Contrary to the system in
The following embodiments of the invention may be described as a process, which is usually depicted as a flowchart, a flow diagram, a structure diagram, or a block diagram. Although a flowchart may describe the operations as a sequential process, many of the operations can be performed in parallel or concurrently. In addition, the order of the operations may be re-arranged. A process is terminated when its operations are completed. A process may correspond to a method, a procedure, etc.
The method 800 starts, at Block 801, with a voice activity detector (VAD) generating an accelerometer VAD output (VADa) based on data output by at least one accelerometer that is included in at least one earbud. The at least one accelerometer detects vibration of the user's vocal chords. In one embodiment, the VAD is included in an ASR engine included in a server. In this embodiment, the electronic device transmits the data output by the at least one accelerometer to the ASR engine and the ASR engine computes the VADa output using the server side VAD. In another embodiment, the VAD is included in an electronic device. In this embodiment, the VADa output is generated by the device-side VAD and transmitted to the ASR engine.
At Block 802, a voice processor generates a speech signal based on acoustic signals from at least one microphone. The voice processor may be included in the electronic device. In one embodiment, the VADa output generated by the VAD included in the electronic device and the speech signal from the voice processor are encoded by an encoder included in the electronic device. The ASR engine in this embodiment then decodes the combined signal to obtain a decoded VADa output and a decoded speech signal.

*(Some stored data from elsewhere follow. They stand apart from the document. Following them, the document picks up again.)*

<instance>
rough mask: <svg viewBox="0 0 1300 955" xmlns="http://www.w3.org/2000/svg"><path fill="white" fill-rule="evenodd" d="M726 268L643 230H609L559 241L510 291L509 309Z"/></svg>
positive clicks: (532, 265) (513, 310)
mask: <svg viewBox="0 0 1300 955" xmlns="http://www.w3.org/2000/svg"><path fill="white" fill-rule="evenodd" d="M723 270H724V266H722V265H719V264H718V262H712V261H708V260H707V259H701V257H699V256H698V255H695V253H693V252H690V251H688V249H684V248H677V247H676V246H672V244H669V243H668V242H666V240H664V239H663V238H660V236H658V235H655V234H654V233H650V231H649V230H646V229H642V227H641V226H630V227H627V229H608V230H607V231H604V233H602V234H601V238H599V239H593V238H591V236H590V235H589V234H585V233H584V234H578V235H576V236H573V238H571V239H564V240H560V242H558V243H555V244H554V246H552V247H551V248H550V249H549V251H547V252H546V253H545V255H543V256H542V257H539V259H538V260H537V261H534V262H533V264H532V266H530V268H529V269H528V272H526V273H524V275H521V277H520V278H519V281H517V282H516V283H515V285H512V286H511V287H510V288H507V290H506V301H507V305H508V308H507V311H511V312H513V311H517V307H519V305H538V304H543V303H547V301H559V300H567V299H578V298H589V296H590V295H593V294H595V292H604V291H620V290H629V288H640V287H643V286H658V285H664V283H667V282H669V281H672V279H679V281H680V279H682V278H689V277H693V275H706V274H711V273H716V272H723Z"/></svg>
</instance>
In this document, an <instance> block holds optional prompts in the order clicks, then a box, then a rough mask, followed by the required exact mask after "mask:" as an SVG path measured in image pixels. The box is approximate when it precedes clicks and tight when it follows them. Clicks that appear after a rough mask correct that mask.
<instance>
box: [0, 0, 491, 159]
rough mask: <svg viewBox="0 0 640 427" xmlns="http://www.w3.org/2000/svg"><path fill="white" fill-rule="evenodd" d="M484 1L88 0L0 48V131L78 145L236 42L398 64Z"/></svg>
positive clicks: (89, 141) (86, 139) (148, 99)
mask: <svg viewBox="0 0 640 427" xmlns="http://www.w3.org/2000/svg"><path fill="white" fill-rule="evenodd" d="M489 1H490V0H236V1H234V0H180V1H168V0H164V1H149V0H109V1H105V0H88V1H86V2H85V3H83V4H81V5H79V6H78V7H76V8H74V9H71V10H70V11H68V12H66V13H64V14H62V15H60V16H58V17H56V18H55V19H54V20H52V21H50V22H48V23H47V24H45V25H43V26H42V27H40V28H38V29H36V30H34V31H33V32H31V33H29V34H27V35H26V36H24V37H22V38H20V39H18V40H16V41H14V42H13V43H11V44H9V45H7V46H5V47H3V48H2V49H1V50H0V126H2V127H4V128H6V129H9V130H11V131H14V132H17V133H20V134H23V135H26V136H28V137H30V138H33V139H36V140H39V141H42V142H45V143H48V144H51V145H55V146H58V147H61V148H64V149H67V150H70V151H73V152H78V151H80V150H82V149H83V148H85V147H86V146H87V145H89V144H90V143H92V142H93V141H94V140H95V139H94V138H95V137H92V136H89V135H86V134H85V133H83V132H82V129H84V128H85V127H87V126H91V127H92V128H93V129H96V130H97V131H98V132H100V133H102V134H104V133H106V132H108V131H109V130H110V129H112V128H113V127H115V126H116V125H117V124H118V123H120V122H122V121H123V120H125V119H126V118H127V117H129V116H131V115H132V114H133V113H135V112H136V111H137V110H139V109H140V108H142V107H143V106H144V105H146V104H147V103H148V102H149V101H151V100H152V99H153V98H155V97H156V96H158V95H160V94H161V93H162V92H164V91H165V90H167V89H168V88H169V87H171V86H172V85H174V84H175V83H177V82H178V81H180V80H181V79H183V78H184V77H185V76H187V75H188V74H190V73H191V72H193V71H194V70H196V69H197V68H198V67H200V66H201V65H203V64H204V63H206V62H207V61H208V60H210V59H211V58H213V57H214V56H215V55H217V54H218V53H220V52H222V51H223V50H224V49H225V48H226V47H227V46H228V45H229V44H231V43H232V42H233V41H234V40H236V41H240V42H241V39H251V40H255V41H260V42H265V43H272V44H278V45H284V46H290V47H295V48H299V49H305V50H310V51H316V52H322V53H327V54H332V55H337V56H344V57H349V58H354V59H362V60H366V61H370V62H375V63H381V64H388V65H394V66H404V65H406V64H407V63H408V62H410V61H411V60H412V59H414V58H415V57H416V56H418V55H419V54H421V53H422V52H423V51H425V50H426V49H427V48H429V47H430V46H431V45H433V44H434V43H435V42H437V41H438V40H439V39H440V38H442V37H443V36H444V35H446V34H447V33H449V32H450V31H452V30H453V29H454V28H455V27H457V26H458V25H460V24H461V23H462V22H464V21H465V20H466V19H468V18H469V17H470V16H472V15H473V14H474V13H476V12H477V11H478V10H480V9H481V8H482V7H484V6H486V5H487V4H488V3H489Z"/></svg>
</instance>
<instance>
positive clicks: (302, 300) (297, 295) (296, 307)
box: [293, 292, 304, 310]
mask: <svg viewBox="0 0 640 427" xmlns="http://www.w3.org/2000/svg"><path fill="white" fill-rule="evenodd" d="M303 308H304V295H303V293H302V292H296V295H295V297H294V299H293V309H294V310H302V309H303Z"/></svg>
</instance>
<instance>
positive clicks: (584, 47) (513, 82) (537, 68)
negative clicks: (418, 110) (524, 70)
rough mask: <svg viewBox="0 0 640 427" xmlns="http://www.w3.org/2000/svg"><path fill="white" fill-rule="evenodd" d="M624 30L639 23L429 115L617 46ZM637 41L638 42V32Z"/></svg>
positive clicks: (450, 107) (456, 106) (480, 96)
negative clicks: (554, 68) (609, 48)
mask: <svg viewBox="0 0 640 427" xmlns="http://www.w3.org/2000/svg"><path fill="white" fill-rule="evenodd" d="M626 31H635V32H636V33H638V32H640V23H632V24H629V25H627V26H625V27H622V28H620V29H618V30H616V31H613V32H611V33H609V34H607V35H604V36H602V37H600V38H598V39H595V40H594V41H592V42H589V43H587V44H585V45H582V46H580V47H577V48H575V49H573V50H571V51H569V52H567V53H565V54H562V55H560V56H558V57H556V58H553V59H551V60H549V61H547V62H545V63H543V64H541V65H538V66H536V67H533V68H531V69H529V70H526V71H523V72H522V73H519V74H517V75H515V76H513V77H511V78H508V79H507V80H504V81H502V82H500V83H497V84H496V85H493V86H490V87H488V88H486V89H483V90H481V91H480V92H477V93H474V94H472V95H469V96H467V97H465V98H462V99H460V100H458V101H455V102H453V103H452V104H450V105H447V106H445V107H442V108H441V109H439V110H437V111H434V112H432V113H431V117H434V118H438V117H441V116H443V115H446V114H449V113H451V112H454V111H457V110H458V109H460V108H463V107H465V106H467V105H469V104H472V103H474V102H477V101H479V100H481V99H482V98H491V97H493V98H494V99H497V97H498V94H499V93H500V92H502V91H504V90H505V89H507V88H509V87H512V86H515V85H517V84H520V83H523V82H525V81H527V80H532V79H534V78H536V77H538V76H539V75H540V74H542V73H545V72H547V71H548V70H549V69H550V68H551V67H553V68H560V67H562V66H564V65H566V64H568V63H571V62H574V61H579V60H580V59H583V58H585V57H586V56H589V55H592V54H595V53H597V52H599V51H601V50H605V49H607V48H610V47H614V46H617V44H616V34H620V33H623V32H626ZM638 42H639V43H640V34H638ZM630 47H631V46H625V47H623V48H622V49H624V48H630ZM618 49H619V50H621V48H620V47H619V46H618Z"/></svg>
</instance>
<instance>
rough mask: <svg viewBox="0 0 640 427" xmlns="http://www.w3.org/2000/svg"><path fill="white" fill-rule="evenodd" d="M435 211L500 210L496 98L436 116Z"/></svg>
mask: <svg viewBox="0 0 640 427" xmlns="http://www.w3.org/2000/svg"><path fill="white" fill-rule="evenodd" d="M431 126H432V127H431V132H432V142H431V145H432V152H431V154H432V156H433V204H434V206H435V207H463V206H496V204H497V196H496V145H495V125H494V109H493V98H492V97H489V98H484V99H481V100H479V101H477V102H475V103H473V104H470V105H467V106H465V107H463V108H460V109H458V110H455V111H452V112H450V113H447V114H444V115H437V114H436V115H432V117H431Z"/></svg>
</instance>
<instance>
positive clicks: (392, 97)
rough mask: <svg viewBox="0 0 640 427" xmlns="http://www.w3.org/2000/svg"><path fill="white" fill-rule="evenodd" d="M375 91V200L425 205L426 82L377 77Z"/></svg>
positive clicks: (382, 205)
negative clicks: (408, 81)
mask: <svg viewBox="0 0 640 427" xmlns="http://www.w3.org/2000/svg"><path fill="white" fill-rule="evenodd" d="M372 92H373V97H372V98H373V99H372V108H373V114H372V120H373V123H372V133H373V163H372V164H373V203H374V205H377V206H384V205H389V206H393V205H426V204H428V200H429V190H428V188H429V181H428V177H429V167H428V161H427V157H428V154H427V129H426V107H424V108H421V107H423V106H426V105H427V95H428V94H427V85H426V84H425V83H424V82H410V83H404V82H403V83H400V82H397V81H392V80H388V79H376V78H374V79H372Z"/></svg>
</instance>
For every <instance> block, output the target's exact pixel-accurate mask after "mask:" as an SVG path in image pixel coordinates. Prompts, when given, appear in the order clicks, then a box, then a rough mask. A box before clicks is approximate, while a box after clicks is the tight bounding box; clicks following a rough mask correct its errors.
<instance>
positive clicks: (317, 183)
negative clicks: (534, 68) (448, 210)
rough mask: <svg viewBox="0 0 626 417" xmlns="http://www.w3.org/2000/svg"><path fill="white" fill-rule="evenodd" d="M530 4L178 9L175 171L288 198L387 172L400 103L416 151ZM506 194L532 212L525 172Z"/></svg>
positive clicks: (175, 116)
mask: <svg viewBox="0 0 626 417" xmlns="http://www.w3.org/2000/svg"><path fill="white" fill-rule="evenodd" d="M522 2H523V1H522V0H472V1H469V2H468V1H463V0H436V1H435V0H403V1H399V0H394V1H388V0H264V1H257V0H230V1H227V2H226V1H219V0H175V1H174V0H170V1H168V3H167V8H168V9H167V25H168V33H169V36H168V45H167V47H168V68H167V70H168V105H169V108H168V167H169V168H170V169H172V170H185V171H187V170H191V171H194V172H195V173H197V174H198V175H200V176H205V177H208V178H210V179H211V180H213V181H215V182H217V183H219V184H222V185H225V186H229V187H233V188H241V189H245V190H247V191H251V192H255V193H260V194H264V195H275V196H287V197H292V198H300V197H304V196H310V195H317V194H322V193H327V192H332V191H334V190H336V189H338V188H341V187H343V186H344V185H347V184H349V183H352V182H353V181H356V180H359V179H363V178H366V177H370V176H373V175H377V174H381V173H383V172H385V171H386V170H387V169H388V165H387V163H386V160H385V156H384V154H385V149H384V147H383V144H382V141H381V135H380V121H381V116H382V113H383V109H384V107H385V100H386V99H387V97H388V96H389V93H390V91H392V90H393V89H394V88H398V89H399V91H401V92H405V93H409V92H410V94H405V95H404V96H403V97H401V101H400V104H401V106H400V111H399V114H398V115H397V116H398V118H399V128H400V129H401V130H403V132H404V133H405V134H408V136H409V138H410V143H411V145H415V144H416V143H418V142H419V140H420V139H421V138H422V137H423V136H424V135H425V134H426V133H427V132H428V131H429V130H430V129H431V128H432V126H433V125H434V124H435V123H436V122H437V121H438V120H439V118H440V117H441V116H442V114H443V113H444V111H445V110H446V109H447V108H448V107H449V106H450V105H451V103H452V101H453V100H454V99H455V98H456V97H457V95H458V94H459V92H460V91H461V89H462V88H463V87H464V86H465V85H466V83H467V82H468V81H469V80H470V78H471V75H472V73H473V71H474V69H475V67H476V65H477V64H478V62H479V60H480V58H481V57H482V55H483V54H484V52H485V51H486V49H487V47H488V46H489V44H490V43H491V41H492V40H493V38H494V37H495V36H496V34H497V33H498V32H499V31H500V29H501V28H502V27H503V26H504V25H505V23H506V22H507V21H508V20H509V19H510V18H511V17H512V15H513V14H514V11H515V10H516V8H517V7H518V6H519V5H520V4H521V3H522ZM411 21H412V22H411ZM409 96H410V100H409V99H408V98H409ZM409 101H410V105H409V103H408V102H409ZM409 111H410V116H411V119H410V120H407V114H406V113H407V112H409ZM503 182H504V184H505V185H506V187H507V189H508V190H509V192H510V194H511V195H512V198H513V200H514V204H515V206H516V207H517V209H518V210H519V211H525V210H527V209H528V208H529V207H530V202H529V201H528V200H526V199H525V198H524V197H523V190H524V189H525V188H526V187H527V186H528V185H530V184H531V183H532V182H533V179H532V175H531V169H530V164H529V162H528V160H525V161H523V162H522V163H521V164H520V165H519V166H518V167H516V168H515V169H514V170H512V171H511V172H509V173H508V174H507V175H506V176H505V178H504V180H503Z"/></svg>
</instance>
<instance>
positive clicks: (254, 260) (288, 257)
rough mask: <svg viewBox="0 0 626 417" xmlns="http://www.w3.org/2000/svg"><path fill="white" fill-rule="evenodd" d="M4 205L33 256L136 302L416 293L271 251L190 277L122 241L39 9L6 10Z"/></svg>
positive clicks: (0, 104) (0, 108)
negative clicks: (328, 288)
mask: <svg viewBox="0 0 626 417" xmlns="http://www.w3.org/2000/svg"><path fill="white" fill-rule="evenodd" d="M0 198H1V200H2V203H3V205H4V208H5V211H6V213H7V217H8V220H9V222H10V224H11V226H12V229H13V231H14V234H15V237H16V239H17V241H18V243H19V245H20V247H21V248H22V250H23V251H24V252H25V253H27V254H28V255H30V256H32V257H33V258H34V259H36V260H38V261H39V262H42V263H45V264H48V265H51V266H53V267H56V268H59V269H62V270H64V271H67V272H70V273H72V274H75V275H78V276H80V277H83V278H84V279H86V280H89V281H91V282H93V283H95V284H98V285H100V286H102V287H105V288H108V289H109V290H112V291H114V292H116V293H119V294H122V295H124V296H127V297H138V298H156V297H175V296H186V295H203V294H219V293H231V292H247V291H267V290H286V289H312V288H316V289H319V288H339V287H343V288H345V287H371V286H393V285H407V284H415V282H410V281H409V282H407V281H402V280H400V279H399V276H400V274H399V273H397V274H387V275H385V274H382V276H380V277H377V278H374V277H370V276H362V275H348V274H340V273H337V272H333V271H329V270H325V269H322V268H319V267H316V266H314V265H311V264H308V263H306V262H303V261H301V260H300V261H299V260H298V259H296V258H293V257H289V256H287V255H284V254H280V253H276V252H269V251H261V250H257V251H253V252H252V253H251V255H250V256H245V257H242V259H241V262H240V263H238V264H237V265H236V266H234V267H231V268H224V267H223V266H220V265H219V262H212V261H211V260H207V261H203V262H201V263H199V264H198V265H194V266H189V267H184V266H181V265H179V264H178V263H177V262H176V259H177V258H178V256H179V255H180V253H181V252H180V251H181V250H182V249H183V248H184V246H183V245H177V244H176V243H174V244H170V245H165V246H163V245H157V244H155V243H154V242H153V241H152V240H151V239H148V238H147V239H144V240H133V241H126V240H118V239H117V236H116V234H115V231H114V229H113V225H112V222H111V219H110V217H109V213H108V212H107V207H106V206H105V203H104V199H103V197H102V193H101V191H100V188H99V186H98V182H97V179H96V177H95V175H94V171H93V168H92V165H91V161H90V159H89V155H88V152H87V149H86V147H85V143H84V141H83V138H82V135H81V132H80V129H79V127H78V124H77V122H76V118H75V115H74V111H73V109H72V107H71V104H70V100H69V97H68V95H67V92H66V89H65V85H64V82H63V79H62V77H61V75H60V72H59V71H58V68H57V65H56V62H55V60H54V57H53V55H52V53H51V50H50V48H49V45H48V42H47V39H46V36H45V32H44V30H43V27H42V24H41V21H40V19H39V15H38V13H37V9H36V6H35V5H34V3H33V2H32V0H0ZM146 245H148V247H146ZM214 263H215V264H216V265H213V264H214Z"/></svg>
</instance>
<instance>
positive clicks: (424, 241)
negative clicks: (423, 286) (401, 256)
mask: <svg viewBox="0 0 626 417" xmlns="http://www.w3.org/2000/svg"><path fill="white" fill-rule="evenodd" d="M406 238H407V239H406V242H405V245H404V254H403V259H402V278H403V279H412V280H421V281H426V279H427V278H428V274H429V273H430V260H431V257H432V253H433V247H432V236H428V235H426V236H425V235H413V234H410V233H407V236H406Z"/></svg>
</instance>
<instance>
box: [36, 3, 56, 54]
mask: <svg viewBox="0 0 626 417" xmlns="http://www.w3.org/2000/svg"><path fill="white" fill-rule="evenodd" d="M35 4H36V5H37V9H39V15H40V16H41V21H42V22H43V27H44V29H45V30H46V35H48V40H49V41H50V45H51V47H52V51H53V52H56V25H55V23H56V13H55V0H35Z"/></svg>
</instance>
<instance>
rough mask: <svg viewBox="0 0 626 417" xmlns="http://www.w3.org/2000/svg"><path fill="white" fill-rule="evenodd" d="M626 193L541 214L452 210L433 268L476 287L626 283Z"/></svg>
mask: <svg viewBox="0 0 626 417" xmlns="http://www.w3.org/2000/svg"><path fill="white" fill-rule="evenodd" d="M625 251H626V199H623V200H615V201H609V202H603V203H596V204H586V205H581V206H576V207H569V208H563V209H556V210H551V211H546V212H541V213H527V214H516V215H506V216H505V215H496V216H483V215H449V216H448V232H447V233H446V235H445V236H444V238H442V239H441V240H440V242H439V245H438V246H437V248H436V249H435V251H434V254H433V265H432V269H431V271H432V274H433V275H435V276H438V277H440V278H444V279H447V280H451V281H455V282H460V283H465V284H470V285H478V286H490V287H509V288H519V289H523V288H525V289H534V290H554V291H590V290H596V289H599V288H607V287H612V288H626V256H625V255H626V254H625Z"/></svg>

At Block 803, an end-pointer generates the end-pointing markers based on the VADa output. In one embodiment, the end-pointer is included in the ASR engine. The ASR engine may be included on a server.
At Block 804, an ASR engine performs ASR on the speech signal based on the end-pointing markers. In one embodiment, the ASR module included in the ASR engine generates acoustic and linguistic information. In this embodiment, the end-pointer may generate the end-pointing markers based on the decoded VADa output and the acoustic and linguistic information from the ASR module.
Keeping the above points in mind,
An embodiment of the invention may be a machine-readable medium having stored thereon instructions which program a processor to perform some or all of the operations described above. A machine-readable medium may include any mechanism for storing or transmitting information in a form readable by a machine (e.g., a computer), such as Compact Disc Read-Only Memory (CD-ROMs), Read-Only Memory (ROMs), Random Access Memory (RAM), and Erasable Programmable Read-Only Memory (EPROM). In other embodiments, some of these operations might be performed by specific hardware components that contain hardwired logic. Those operations might alternatively be performed by any combination of programmable computer components and fixed hardware circuit components.
While the invention has been described in terms of several embodiments, those of ordinary skill in the art will recognize that the invention is not limited to the embodiments described, but can be practiced with modification and alteration within the spirit and scope of the appended claims. The description is thus to be regarded as illustrative instead of limiting. There are numerous other variations to different aspects of the invention described above, which in the interest of conciseness have not been provided in detail. Accordingly, other embodiments are within the scope of the claims.